We all fall, don't we. You want hear this from the smiling preachers with the slick hair and two thousand dollar suits. But they fall too. I wish all those that have lost their jobs and all those parents who can't help their drug addicted kids could look up at the fallen Jesus. I would open the church doors and invite all those who have seen their children kneeling before some despot with a knife. And I would beckon even those with the dark hoods over their angry faces to know this Station is for them, too.

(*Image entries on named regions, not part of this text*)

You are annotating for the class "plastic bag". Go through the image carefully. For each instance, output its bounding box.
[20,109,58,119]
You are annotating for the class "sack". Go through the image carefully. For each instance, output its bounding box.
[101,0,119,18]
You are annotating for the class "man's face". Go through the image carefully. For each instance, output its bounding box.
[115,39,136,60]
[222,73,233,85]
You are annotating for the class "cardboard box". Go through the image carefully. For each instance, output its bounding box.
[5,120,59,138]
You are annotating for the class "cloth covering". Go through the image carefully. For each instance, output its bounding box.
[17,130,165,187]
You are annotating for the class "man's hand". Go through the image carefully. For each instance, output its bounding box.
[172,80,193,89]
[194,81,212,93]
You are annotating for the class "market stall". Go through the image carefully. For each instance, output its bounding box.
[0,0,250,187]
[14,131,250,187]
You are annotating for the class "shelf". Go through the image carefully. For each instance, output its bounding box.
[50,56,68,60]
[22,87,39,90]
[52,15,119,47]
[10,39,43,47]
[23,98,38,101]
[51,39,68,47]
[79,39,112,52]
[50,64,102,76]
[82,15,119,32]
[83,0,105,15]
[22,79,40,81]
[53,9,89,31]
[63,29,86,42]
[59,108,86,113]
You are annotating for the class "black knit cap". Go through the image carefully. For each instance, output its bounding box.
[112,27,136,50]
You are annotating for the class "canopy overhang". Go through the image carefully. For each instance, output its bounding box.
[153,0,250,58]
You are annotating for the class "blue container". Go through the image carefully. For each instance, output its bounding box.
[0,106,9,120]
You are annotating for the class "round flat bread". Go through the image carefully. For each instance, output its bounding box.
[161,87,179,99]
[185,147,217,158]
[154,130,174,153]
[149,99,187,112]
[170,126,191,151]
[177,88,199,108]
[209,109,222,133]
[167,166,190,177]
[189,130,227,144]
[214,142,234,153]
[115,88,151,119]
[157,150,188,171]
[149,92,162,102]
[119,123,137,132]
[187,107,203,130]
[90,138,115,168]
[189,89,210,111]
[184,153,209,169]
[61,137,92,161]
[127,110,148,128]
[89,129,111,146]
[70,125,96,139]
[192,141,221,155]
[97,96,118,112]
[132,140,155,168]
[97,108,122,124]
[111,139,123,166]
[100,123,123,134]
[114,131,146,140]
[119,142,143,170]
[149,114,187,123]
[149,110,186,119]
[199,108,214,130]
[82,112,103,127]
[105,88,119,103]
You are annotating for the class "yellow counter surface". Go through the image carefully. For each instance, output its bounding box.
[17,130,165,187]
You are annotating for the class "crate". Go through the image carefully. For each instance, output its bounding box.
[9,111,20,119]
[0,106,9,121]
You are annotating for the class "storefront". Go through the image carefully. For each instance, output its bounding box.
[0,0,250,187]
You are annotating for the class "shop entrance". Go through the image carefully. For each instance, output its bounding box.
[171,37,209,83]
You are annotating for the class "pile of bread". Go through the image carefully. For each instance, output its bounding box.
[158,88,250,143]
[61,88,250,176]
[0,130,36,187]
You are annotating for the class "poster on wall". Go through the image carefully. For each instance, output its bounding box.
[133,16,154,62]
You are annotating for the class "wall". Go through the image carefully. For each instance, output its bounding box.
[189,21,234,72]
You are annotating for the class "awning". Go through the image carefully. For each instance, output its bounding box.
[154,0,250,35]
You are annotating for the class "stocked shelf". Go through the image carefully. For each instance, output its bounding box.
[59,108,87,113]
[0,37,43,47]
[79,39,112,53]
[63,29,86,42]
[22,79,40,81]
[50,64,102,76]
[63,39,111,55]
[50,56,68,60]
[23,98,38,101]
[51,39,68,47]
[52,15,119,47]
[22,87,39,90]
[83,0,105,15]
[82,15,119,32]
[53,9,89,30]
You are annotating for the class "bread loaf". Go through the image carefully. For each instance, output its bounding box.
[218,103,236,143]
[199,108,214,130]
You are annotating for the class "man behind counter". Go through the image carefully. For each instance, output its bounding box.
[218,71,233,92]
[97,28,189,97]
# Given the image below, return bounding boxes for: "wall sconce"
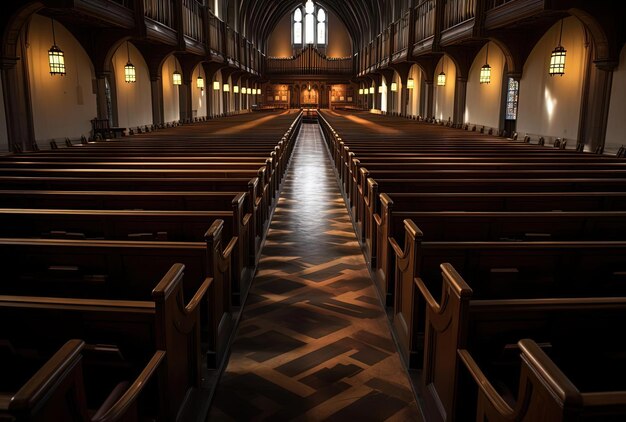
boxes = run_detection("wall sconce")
[124,41,137,83]
[480,42,491,84]
[437,56,446,86]
[548,19,567,76]
[48,18,65,76]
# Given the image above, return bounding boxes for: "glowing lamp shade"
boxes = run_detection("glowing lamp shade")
[124,61,137,83]
[480,64,491,84]
[437,72,446,86]
[549,46,567,76]
[548,19,567,76]
[172,70,183,85]
[48,19,65,75]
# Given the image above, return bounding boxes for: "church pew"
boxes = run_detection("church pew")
[0,264,204,420]
[0,202,251,303]
[387,220,626,367]
[412,264,626,421]
[457,339,626,422]
[0,220,233,367]
[0,340,167,422]
[365,208,626,305]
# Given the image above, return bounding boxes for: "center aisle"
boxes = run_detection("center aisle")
[209,124,420,421]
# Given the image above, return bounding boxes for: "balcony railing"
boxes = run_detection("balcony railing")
[183,0,206,42]
[443,0,476,29]
[266,47,352,75]
[485,0,515,10]
[415,0,436,42]
[143,0,174,28]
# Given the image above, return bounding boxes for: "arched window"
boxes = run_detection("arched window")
[293,7,302,44]
[292,0,328,46]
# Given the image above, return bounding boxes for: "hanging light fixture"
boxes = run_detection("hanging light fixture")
[548,19,567,76]
[480,42,491,84]
[437,56,446,86]
[172,57,183,85]
[124,41,137,83]
[48,18,65,76]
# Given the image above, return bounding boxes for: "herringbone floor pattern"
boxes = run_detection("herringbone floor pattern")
[209,124,419,421]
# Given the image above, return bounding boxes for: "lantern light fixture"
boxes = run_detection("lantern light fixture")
[124,41,137,83]
[548,19,567,76]
[48,18,65,76]
[480,42,491,84]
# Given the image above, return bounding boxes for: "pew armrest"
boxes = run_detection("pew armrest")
[91,350,165,422]
[457,349,515,420]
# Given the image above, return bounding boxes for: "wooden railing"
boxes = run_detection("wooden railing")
[415,0,436,42]
[143,0,174,28]
[183,0,206,42]
[443,0,477,29]
[485,0,515,10]
[266,47,352,75]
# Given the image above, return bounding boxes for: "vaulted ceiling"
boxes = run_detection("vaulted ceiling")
[229,0,388,48]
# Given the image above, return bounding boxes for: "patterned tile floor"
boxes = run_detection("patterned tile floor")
[209,124,420,421]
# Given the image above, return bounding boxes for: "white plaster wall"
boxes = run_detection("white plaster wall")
[191,63,207,117]
[27,15,97,140]
[604,47,626,153]
[161,55,182,123]
[464,42,505,128]
[0,75,9,153]
[435,57,456,121]
[112,43,152,128]
[517,17,587,140]
[406,64,423,116]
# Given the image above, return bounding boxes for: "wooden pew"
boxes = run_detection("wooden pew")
[390,220,626,368]
[414,264,626,421]
[0,340,167,422]
[0,220,233,367]
[0,264,205,420]
[458,339,626,422]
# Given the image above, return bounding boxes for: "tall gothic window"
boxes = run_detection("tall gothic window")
[292,0,328,46]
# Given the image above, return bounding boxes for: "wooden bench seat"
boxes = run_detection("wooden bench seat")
[0,264,204,420]
[387,220,626,367]
[414,264,626,420]
[0,220,233,367]
[0,339,167,422]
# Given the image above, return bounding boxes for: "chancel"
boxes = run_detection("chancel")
[0,0,626,422]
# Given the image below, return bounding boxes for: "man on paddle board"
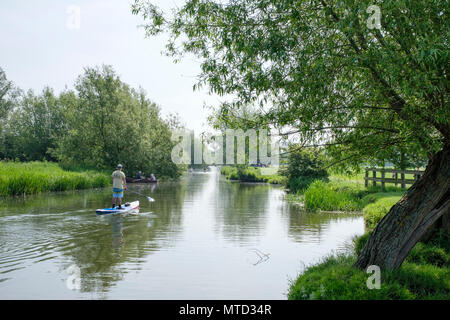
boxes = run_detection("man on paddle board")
[112,164,127,209]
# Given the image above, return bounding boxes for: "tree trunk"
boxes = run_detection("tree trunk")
[355,144,450,269]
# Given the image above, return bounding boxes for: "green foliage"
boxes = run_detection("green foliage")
[0,66,181,178]
[363,193,402,229]
[353,231,370,255]
[282,146,328,193]
[220,165,286,184]
[132,0,450,170]
[288,255,450,300]
[53,66,180,177]
[407,242,450,268]
[304,180,370,211]
[0,161,111,196]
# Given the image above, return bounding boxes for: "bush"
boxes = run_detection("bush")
[304,180,367,211]
[0,161,111,196]
[220,166,286,184]
[353,231,450,268]
[288,252,450,300]
[282,146,328,193]
[363,195,401,229]
[407,242,450,268]
[353,232,370,255]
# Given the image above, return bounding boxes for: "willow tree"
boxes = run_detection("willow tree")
[132,0,450,269]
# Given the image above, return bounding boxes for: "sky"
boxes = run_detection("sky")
[0,0,219,134]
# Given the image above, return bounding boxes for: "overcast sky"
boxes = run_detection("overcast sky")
[0,0,219,134]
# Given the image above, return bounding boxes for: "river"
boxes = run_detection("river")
[0,170,364,299]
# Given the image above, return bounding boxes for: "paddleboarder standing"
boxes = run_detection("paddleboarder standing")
[112,164,127,209]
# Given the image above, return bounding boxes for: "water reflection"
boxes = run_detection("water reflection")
[0,171,364,299]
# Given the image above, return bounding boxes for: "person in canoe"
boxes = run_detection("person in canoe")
[112,164,127,209]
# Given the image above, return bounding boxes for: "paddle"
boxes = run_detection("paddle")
[127,189,155,202]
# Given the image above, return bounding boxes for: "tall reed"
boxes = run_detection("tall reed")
[0,161,111,196]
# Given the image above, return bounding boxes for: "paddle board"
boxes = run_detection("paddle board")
[95,201,139,214]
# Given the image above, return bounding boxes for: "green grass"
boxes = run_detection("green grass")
[0,161,111,196]
[363,192,402,229]
[288,255,450,300]
[294,173,405,211]
[220,166,286,184]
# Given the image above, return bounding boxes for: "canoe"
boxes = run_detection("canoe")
[95,201,139,214]
[126,177,158,183]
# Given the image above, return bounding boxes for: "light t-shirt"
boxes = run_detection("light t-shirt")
[112,170,125,189]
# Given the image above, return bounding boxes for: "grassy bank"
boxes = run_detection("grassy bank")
[288,250,450,300]
[288,171,450,300]
[220,166,286,184]
[298,175,405,212]
[0,161,111,196]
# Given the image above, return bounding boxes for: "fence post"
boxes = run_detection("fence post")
[364,168,369,188]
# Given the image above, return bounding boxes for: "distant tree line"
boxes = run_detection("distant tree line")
[0,65,180,177]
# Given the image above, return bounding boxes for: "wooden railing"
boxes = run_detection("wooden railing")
[364,168,423,190]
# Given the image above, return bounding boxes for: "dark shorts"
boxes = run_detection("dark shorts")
[113,188,123,198]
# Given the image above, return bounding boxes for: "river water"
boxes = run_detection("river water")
[0,170,364,299]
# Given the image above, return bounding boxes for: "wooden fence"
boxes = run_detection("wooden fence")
[364,168,423,190]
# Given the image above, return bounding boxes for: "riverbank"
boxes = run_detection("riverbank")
[0,161,111,196]
[288,230,450,300]
[220,166,286,185]
[287,175,450,300]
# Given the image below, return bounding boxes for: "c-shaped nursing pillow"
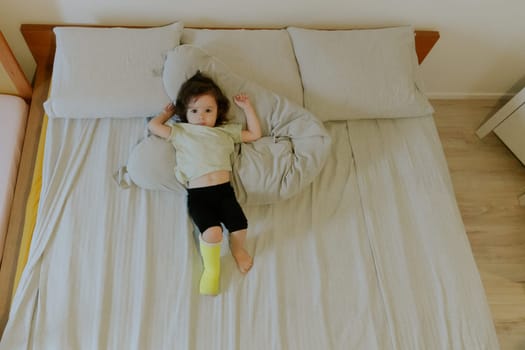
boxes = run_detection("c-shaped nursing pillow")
[127,45,330,204]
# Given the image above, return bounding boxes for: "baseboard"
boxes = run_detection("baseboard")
[425,92,516,100]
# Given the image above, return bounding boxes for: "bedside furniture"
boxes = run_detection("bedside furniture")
[476,88,525,206]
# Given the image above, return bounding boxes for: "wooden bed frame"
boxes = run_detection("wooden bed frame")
[0,24,439,334]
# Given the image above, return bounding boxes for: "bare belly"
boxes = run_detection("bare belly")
[188,170,230,188]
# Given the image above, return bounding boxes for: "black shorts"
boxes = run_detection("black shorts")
[188,182,248,234]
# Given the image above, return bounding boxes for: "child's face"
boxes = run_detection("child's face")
[186,95,217,127]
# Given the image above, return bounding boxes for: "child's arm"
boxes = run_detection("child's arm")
[233,94,262,142]
[148,103,175,139]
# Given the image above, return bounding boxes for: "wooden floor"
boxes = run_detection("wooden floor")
[432,100,525,350]
[1,100,525,350]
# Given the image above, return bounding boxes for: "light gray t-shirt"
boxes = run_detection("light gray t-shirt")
[168,123,242,185]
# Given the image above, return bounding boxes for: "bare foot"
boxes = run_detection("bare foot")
[232,248,253,274]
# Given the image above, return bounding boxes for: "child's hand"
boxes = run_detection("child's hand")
[163,102,175,117]
[233,94,252,110]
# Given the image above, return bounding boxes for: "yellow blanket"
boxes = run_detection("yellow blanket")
[13,115,47,295]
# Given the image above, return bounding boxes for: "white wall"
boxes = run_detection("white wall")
[0,0,525,98]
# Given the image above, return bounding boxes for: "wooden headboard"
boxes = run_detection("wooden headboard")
[0,32,33,100]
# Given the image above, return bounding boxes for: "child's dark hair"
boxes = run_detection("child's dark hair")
[175,71,230,125]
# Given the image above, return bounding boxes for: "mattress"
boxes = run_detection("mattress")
[0,116,498,350]
[0,94,28,261]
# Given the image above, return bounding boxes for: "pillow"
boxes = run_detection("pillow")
[44,23,183,118]
[181,28,303,105]
[128,45,330,204]
[287,26,433,121]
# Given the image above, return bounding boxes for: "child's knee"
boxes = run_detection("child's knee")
[202,226,222,243]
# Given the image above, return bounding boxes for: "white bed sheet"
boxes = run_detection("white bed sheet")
[0,116,498,350]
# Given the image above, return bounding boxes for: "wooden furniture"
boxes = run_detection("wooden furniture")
[476,88,525,206]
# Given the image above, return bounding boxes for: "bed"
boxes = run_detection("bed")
[0,32,32,278]
[0,25,499,350]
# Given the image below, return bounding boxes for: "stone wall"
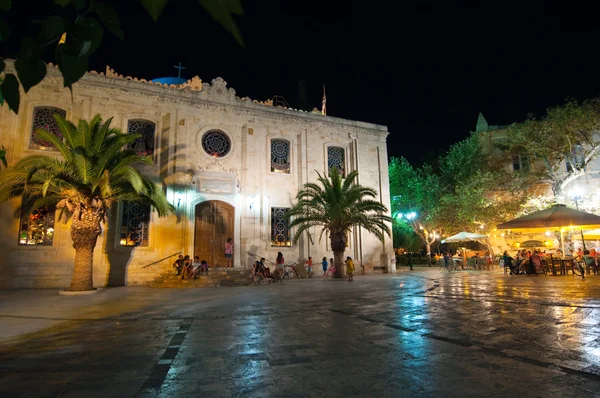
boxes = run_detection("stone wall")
[0,64,392,288]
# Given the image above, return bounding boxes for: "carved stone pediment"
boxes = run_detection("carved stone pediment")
[192,171,239,195]
[196,160,237,175]
[181,76,202,91]
[205,77,235,100]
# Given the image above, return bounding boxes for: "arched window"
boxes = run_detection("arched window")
[271,207,292,247]
[327,146,346,177]
[271,140,290,174]
[127,119,156,156]
[119,203,152,246]
[202,130,231,158]
[29,106,67,150]
[19,207,56,246]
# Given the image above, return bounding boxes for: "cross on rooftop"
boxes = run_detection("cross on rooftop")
[173,62,185,78]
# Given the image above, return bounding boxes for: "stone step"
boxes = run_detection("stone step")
[148,270,252,288]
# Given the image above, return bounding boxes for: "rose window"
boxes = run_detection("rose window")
[327,146,346,177]
[29,106,67,149]
[271,207,292,246]
[202,130,231,158]
[271,140,290,173]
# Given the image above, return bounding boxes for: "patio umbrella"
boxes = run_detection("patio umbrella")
[442,232,488,243]
[442,232,488,264]
[496,205,600,253]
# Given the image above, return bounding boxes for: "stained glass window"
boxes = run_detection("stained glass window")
[202,130,231,158]
[19,207,56,246]
[327,146,346,177]
[120,203,151,246]
[29,106,67,150]
[127,119,156,156]
[271,207,292,247]
[271,140,290,174]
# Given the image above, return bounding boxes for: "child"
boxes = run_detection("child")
[346,256,354,282]
[327,258,335,278]
[190,256,200,279]
[306,257,312,278]
[200,260,208,275]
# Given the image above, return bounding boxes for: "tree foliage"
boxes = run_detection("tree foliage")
[498,98,600,202]
[389,134,526,255]
[0,0,243,113]
[287,167,391,276]
[0,114,173,291]
[0,114,172,219]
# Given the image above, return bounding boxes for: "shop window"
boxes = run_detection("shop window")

Coming out of my hotel in Charleston this last week, there sat on old dried-up black man with a hat, smoking a pencil-thin cigar. "Mister, You got a dollar." Streets later I saw an old woman with a shopping cart piled high with the only treasures she has in the world. Across the street were five kids with wild hair, tattoos everywhere--smoking weed and patting their sleeping dog. "Come on in," I would say. Stand here beside me and ponder the mystery. Even the Lord Jesus fell. This is part of every journey. Like Christian found in Pilgrim's Progress there is a Slough of Despond down every road and sooner or later we will all fall into that morass.
Is there is any hope, really? We must remember that this is only the third of fourteen stations. There will be other falls along the way. But this is not the end--that's what we need to tell the man with the pencil-thin cigar, the dirty-footed kids smoking weed and all those frightened ones that sit outside the ICU unit and this crowd that stand with us looking up.
This Jesus will rise, not alone, but with the help of somebody along the way. He will continue his journey despite its hardness. And this is why we all need this third station.
Jung spoke for us all when he said: "Where you stumble and fall, there you will find pure gold." And so we turn away and move toward the Fourth Station with the Priest and all the others. But somehow on our dark nights and our tough days we will remember this Third station. Jesus falls and so do we.
"O God, whose glory it is always to have mercy: Be gracious to all who have gone astray from your ways, and bring them again with penitent hearts and steadfast faith to embrace and hold fast the unchangeable truth of your Word, Jesus Christ your Son; who with you and the Holy Spirit lives and reigns, one God, forever and ever. Amen.